C’est au petit matin (5h) que la malade et ses parents arrivent à Owendo. Comment cela se passe-t-il dans les autres structures médicales de l’Etat ? Il faut d’abord payer la consultation. N’étant pas assurée CNAMGS, imaginez la facture ! Ensuite, une ordonnance est remise aux parents qui doivent acheter tout ou presque, calot médical (chapeau de médecin), gants et autres. Lorsque la patiente est entrée au bloc, elle venait de perdre connaissance. Elle avait perdu trop de sang…
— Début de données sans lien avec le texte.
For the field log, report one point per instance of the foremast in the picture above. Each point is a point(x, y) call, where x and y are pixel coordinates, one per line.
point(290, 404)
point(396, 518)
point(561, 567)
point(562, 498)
Le comble est que non seulement aucun service n’est au point en termes de prise en charge au niveau des urgences dans nos hôpitaux, mais encore, pire, en pleine pandémie de la Covid-19, il n’y dans nos hôpitaux ni gel hydro-alcoolique ni aucun autre produit pour s’aseptiser les mains. Ne parlons même pas des parents des malades qui dorment à même le sol. Et parmi ces parents des malades, des mamans du troisième âge qui peuvent ramasser là des maladies nosocomiales, le sol n’étant pas aseptisé, car pas d’hygiène médicale. Tout le monde entre et sort sans masque. Le milieu est donc un bouillon de culture… Et on appelle ça des CHU ? Même l’éthique s’est évanouie dans ces CHU qui ne le sont en réalité que de nom. C’est inimaginable.
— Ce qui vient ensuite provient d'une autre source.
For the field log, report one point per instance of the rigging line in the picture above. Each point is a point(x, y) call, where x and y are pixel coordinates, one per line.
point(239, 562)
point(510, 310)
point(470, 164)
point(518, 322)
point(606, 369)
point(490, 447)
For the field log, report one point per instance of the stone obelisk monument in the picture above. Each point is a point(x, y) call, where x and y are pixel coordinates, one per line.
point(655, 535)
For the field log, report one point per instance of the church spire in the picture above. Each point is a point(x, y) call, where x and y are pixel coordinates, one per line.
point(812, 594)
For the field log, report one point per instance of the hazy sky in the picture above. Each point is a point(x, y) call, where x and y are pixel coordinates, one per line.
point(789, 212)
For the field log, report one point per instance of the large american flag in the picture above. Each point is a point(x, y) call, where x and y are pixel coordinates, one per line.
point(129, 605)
Nous sommes arrivés au Gabon au niveau de l’inhumain. Inhumain, car au moment où un petit groupe croule sous le poids des milliards, il y en a qui n’ont même pas de quoi s’acheter un comprimé, surtout que l’assurance CNAMGS est de plus en plus refusée dans les cliniques et pharmacies… On préfère prendre le liquide. Le comble est que les budgets affectés aux hôpitaux ne sont réalisés qu’autour de 30, voire 20 %. Et on enjoint à ces structures-là de produire et de s’auto-financer sur leur propre production. Conséquence, les services d’appel à forte valeur ajoutée, tels que les labos ou les services de radiologie où on ne peut pas faire du bricolage, n’existent que de nom, car même les réactifs sont indisponibles. Comment donc s’étonner qu’il n’y ait que les pauvres qui vont dans ces « mouroirs » ? Les décideurs savent qu’ils n’ont rien mis là-bas. Ils vont dans des cliniques privées. S’étonner aujourd’hui de la forte mortalité des Gabonais d’en bas, c’est comme chercher la corde dans la maison d’un pendu. C’est vrai, actuellement, toutes les morts chez les pauvres sont affectées à la Covid-19, même lorsqu’on meurt d’une autre pathologie, parce que tout simplement les structures ne sont pas soutenues financièrement par l’Etat.
Et comme de l’autre côté, l’Etat refuse de payer la dette intérieure, les sociétés se retrouvent au sol, ne peuvent donc pas cotiser à la CNAMGS, par conséquent, les productions hors budget n’existent pas. Ces structures-là ont mangé leur cashflow. Elles n’en ont plus. Qu’est-ce qu’on a fait aux Bongo pour mériter ça ? Les hôpitaux sont même arrivés à un niveau où ils ne peuvent plus nourrir les malades, alors que la bouffe, c’est le premier médicament. Quelqu’un vient pour une fracture, on lui apporte des aliments achetés à la sauvette à l’extérieur. Mais si ces aliments ont des microbes, le patient va développer une autre maladie…
Il y a des moments où, à force d’écrire ces choses-là, on finit par avoir mal à la tête. Mais un jour nous célébrerons le grand soir sans les Bongo et leurs intégristes qui n’ont comme hymne que le requiem de Beethoven. Et ça se dit franc-maçon. Faux, c’est des sorciers.